Если женщина нападает на мужчину, то оттого лишь, чтобы защититься от женщины. Если мужчина заключает с женщиной дружбу, то ей кажется, что он делает это оттого, что не в состоянии добиться большего.
Наш век охоч до того, чтобы приписывать умнейшим мужам вкус к незрелым, скудоумным и покорным простушкам, вкус Фауста к Гретхен: это свидетельствует против вкуса самого столетия и его умнейших мужей.
У многих женщин, как у медиумических натур, интеллект проявляется лишь внезапно и толчками, притом с неожиданной силой: дух веет тогда "над ними", а не из них, как кажется. Отсюда их трехглазая смышленость в путаных вещах, — отсюда же их вера в наитие.
Женщин лишает детскости то, что они постоянно возятся с детьми, как их воспитатели.
Достаточно скверно! Время брака наступает гораздо раньше, чем время любви: понимая под последним свидетельство зрелости у мужчины и женщины.

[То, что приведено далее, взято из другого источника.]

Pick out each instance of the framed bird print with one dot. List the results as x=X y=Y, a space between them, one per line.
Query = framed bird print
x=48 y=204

Возвышенная и честная форма половой жизни, форма страсти, обладает нынче /нечистой/ совестью. А пошлейшая и бесчестнейшая — /чистой/ совестью.
230а
Брак — это наиболее изогланная форма половой жизни, и как раз поэтому на его стороне чистая совесть.
Брак может оказаться впору таким людям, которые не способны ни на любовь, ни на дружбу и охотно стараются ввести себя и других в заблуждение относительно этого недостатка, — которые, не имея никакого опыта ни в любви, ни в дружбе, не могут быть разочарованы и самим браком.
Брак выдуман для посредственных людей, которые бездарны как в большой любви, так и в большой дружбе, — стало быть, для большинства: но и для тех вполне редкостных людей, которые способны как на любовь, так и на дружбу.
Кто не способен ни на любовь, ни на дружбу, тот вернее всего делает свою ставку — на брак.